Specific syntheses of Le^a (a) and Le^x (b) trisaccharides by the BbAfcB D703S mutant. a, the reaction was carried out for 40 min at 30 °C in 100 mm MES buffer (pH 5.0) containing 40 mm FucF (donor), 200 mm LNB (acceptor), and a 17 μm concentration of the BbAfcB D703S mutant. For the control experiments, the substrate or enzyme was omitted from the reaction. b, for the synthesis of Le^x, 100 mm LacNAc was used as the acceptor. The reaction products were analyzed by HPLC-CAD. The peaks of l-fucose (Fuc), LNB, LacNAc, Le^a, and Le^x are shown. Note that FucF is decomposed when terminating the reaction by trichloroacetic acid.

FIGURE 2.

Acceptor specificity of BbAfcB D703S glycosynthase. The reaction was carried out in 100 mm MES buffer (pH 5.0) containing 40 mm FucF and a 100 mm concentration of each acceptor for 40 min at 30 °C in the presence and absence of the D703S mutant (17 μm). The acceptors used were as follows: Lac (a), 2′-FL (b), and LNT (c). The reaction products were analyzed by HPLC-CAD. The peaks of l-fucose (Fuc), acceptor, and standard sugars (Std.) are indicated. Inset in a and b are the results of the thin-layer chromatography (TLC) analysis of the reaction products. See also Table 1 and supplemental Figs. S3–S7.

FIGURE 3.

Induced fit movement of BiAfcB upon substrate binding (stereoviews). a, superimposed structures of the ligand-free form (cyan; Protein Data Bank code 3MO4) (37), WT-DFJ-EG complex (protein in magenta; ligand in orange), and D172A/E217A-LNFP II complex (protein in green; ligand in yellow). The ligand-free structure contains a tyrosine molecule at the Fuc-binding site (subsite −1). The side chain of Trp-47 and two loop regions (173–182 and 215–220) are significantly displaced. Disordered regions of the 236–254 loop are shown as dotted lines. b and c, the structure of the substrate-binding site. b, ligand-free (cyan) and WT-DFJ-EG complex (protein in magenta; ligand in orange). The tyrosine molecule bound to the ligand-free structure is shown transparently. Water molecules and hydrogen bonds in the WT-DFJ-EG complex are shown. c, WT-DFJ-EG complex (protein in magenta; ligand in orange) and D172A/E217A-LNFP II complex (protein in green; ligand in yellow). Water molecules and hydrogen bonds in the LNFP II complex are shown. Ethylene glycol and GlcNAc are labeled as EG and NAG, respectively.

FIGURE 4.

a, regio- and stereospecific installation of a Fuc residue into type-1/2 chains catalyzed by the BbAfcB D703S glycosynthase. b, the predicted mode of binding of Le^x trisaccharide (cyan) and its comparison with the Le^a trisaccharide (yellow) observed in the D172A/E217A-LNFP II structure (electrostatic surface potential map) (stereoview). NAG, GlcNAc.

FIGURE 5.

Phylogenetic and structural difference between two subfamilies of GH29. a, the phylogenetic analysis of enzymatically characterized GH29 α-l-fucosidases.

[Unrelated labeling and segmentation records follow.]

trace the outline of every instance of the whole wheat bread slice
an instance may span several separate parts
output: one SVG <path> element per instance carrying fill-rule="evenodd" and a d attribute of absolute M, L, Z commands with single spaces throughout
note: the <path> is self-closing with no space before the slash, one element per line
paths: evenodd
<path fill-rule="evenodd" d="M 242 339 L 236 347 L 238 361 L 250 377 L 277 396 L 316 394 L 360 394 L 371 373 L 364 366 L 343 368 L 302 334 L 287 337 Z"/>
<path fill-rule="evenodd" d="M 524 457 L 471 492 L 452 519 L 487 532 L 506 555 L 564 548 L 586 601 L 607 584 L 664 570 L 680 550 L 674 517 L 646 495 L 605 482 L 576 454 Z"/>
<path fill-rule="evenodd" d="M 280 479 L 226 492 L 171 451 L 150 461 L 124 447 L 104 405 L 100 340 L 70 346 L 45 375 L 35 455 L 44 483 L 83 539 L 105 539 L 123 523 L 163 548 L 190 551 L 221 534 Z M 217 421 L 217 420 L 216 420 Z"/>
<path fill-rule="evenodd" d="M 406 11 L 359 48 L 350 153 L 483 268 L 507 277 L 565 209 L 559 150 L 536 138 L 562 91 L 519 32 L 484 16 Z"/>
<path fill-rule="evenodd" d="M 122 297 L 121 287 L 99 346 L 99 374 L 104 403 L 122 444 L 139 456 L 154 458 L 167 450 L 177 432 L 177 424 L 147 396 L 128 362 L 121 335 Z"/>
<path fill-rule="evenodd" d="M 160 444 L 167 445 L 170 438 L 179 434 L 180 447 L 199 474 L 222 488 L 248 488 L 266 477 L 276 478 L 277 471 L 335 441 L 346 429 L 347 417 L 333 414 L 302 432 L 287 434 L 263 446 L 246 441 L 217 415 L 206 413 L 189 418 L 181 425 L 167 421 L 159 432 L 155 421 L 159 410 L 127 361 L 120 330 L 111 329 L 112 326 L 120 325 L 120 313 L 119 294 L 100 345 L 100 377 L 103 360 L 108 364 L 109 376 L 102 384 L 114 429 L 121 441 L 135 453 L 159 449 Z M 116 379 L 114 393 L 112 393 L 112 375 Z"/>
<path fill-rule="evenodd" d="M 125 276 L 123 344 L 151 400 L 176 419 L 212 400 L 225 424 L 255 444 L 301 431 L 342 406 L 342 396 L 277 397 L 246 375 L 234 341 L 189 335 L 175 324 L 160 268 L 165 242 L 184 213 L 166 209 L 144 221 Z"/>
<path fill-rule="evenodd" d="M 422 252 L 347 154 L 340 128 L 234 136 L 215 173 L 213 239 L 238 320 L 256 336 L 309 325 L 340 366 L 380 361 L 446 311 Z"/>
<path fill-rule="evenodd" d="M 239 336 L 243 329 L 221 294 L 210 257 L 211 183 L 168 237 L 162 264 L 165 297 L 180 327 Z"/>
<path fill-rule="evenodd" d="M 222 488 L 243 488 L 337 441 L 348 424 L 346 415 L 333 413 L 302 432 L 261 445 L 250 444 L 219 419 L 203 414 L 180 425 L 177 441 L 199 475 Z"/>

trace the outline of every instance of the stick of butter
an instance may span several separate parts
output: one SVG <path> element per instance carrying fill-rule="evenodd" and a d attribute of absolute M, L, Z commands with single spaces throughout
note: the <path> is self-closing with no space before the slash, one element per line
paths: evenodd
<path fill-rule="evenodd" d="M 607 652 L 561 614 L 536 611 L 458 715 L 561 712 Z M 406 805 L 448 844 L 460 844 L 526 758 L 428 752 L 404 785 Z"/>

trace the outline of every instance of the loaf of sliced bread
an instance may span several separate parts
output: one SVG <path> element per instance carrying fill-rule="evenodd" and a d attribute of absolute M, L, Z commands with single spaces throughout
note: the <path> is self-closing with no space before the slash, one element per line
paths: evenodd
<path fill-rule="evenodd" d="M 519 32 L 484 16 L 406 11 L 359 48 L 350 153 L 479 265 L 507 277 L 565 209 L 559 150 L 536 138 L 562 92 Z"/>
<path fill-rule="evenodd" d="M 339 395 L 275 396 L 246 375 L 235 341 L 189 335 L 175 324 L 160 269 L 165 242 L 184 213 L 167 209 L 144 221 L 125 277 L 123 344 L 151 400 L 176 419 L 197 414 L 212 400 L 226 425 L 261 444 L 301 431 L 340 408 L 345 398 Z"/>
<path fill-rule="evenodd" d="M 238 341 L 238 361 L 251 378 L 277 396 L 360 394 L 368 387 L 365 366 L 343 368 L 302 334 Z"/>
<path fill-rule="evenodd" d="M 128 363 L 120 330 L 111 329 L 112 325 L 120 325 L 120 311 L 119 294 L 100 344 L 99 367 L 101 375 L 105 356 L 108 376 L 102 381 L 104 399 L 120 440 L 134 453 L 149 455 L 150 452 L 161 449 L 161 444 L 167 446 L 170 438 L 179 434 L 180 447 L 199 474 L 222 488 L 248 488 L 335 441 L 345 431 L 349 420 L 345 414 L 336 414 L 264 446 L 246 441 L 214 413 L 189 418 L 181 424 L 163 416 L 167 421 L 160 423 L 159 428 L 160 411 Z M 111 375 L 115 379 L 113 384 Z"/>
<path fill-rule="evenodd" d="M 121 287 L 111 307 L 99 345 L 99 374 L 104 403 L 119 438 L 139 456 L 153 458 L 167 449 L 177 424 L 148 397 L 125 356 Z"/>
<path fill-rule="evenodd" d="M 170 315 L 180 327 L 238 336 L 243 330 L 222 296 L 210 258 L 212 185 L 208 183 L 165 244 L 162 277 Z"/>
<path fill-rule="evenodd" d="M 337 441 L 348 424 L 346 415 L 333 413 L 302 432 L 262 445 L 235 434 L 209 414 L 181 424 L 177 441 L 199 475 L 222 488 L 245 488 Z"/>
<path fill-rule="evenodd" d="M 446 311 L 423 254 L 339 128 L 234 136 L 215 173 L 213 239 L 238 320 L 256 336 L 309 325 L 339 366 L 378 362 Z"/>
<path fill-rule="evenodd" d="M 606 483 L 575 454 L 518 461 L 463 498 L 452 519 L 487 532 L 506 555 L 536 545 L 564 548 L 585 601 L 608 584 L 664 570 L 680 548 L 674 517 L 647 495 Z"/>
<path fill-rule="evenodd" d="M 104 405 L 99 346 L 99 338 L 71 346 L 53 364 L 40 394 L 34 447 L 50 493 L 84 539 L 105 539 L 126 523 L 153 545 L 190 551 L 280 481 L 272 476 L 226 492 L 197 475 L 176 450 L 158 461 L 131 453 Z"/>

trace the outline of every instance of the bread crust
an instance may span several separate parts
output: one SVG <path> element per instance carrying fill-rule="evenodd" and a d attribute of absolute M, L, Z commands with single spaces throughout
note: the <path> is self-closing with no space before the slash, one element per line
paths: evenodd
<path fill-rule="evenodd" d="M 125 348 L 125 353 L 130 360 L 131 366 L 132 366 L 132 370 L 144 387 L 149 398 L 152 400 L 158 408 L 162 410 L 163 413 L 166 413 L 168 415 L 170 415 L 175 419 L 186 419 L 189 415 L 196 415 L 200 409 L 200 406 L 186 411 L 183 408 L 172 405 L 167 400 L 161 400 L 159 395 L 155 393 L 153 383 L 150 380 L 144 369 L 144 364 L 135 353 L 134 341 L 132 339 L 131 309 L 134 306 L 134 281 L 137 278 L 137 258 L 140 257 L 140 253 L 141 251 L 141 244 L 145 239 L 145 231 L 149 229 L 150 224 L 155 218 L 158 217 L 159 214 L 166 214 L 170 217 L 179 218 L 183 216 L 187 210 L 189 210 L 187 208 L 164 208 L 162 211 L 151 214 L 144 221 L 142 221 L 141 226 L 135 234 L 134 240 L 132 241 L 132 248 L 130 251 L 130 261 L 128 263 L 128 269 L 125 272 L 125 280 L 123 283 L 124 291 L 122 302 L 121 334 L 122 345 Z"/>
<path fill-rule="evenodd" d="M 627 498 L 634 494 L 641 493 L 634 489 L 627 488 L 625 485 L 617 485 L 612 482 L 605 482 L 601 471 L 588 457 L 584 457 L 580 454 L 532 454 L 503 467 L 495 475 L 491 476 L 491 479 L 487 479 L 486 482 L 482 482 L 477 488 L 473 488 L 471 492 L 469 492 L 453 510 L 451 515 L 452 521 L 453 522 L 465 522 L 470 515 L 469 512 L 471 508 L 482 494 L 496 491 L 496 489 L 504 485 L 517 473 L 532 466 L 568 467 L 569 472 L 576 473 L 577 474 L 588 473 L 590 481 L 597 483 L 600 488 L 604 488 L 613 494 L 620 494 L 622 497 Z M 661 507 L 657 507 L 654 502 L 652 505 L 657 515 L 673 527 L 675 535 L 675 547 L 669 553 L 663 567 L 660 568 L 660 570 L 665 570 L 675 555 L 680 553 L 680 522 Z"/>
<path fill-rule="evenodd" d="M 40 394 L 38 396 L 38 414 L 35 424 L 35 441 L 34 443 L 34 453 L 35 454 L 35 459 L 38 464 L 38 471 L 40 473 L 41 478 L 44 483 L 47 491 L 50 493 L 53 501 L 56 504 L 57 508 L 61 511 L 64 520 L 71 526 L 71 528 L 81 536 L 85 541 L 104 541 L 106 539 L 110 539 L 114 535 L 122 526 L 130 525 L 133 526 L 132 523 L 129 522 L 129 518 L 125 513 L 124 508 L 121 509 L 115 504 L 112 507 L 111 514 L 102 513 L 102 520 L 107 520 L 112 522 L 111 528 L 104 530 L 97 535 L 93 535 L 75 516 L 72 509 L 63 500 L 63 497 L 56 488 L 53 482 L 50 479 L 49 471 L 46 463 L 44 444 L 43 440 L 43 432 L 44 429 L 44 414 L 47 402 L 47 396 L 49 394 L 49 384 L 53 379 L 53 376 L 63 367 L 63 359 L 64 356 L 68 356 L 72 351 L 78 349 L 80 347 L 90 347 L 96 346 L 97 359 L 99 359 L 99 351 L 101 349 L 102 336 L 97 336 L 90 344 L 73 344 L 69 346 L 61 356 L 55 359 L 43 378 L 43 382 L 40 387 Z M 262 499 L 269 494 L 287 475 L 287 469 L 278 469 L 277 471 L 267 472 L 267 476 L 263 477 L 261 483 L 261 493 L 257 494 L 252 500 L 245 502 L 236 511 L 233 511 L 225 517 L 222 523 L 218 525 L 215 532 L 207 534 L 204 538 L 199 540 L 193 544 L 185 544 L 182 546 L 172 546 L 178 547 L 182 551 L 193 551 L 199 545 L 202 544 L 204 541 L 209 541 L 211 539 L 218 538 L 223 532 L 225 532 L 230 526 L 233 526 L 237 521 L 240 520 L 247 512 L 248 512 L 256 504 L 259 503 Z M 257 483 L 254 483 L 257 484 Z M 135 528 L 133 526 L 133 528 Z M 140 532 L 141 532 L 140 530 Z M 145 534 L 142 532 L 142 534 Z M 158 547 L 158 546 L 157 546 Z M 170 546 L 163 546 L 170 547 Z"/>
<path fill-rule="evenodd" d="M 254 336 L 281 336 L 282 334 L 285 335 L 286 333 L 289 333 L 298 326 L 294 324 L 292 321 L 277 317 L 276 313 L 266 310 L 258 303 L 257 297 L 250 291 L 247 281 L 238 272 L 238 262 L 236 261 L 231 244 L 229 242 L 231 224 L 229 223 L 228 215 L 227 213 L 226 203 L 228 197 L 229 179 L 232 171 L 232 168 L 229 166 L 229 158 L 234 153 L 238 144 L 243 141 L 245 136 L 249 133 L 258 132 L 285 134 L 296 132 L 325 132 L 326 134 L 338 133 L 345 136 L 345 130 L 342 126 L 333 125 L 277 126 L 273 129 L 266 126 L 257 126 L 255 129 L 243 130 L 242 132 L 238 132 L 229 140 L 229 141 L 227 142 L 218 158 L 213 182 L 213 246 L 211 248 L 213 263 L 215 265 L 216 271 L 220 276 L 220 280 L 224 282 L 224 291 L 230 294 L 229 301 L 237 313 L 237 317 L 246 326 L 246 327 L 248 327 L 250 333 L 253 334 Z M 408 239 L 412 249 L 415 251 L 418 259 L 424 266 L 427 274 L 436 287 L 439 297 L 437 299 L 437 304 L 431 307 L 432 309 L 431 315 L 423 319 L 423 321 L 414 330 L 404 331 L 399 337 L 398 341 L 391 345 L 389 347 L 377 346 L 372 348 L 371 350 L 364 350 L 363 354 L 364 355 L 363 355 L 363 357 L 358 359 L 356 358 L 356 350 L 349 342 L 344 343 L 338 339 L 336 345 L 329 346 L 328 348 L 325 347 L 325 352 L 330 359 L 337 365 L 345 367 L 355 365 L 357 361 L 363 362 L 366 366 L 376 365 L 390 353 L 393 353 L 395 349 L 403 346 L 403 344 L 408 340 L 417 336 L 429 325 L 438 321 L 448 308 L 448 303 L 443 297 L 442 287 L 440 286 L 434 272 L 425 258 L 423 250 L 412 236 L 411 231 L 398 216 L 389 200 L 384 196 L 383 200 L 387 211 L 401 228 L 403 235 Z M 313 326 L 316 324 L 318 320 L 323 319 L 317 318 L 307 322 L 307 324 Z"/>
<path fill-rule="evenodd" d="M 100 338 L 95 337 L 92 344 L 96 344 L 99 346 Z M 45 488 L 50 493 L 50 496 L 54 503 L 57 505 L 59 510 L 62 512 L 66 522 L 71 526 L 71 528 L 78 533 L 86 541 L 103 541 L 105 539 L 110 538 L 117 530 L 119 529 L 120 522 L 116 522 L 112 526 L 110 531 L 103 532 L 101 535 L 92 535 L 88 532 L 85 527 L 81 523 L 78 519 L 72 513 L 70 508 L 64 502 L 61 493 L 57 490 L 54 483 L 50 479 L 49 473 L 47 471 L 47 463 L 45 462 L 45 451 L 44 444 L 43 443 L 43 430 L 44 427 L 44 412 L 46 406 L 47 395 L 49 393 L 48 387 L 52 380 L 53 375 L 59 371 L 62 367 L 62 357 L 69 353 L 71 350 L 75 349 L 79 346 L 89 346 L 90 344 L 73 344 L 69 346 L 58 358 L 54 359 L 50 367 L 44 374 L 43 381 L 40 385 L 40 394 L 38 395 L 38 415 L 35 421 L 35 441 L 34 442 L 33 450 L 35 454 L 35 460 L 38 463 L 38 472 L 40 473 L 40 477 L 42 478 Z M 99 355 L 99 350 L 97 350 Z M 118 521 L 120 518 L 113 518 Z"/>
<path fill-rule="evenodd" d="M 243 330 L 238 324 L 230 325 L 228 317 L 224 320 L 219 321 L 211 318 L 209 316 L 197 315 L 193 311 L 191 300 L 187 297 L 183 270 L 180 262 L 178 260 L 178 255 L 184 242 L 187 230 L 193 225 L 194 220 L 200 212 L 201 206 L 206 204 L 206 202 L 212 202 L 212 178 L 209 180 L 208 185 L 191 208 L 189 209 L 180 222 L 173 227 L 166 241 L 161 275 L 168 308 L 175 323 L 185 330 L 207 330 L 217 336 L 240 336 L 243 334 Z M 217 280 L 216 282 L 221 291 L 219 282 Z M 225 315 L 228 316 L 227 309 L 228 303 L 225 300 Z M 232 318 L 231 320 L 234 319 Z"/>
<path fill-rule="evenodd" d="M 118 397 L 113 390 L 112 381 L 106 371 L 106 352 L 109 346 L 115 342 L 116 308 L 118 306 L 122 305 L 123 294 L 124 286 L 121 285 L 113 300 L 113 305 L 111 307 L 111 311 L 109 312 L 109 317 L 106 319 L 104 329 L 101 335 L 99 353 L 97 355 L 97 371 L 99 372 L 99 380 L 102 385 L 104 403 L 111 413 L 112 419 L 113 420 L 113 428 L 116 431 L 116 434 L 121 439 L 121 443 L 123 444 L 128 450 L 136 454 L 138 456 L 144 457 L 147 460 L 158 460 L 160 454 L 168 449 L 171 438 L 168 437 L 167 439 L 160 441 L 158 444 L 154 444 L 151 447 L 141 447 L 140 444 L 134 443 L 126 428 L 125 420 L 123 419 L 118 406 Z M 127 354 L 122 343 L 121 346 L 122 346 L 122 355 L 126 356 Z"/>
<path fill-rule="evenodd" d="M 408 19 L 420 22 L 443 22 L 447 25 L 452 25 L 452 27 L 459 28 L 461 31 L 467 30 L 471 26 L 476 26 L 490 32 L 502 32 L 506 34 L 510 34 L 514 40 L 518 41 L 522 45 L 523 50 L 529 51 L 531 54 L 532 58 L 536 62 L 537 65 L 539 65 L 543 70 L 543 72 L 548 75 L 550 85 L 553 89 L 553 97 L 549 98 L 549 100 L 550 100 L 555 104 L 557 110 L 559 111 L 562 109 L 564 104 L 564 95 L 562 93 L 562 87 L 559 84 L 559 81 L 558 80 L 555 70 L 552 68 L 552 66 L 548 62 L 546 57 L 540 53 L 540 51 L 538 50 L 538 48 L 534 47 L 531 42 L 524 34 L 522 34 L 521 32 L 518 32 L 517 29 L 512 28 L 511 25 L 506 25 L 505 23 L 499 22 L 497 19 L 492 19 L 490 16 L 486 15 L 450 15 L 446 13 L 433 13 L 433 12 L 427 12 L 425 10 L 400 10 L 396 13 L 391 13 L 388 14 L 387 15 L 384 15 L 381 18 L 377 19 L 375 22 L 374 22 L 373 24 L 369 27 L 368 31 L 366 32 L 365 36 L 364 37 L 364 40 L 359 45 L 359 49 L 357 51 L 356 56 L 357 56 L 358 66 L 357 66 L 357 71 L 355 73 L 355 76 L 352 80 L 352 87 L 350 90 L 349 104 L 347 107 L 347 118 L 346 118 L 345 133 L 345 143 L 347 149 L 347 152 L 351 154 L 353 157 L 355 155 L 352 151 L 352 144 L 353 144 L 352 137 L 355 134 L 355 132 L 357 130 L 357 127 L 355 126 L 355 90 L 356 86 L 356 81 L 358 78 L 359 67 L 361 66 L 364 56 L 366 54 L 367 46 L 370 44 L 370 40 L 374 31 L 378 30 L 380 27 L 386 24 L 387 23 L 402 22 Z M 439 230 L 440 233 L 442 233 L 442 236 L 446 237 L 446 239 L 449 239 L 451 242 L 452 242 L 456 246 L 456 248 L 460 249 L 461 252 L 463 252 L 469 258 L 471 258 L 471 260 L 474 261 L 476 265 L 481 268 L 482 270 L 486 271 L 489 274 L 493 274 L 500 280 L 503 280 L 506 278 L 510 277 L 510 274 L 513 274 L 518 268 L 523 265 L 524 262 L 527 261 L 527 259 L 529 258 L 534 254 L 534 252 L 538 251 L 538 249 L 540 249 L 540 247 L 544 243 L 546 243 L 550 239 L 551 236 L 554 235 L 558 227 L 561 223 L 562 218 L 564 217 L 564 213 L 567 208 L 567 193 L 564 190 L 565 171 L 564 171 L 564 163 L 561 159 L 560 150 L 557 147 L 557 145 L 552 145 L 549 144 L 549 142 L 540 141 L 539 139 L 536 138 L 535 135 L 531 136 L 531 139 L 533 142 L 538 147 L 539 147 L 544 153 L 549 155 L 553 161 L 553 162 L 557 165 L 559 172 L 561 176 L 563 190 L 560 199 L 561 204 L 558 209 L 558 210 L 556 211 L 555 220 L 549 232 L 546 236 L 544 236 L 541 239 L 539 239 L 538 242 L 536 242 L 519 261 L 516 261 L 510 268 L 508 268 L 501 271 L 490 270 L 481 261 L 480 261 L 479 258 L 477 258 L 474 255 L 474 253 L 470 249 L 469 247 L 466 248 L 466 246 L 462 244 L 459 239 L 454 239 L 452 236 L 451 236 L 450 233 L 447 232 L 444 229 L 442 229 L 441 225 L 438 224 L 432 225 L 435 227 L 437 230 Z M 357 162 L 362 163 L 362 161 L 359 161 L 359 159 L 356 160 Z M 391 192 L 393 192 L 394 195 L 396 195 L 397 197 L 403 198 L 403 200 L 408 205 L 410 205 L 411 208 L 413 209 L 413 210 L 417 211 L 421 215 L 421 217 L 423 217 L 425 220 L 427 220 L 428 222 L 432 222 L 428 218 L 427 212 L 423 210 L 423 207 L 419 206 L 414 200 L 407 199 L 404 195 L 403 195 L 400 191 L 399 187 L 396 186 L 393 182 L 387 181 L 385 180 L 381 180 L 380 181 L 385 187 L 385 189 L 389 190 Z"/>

The tree was constructed using the ClustalW program with a neighbor-joining method (55). b, comparison of the catalytic sites of BiAfcB (D172A/E217A-LNFP II complex; protein in green; ligand in yellow) and TmFuc (Fuc complex; magenta; Protein Data Bank code 1ODU) (stereoview) (44). The numbers of the residues of BiAfcB and TmFuc are labeled in green and magenta, respectively. See also supplemental Figs. S11 and S12. A., Arabidopsis; H., Homo; R., Rattus; D. discoideum, Dictyostelium discoideum; C., Canis; L., Lactobacillus; B. infantis, Bifidobacterium longum subsp. infantis; B. thetaiotaomicron, Bacteroides thetaiotaomicron; D. melanogaster, Drosophila melanogaster.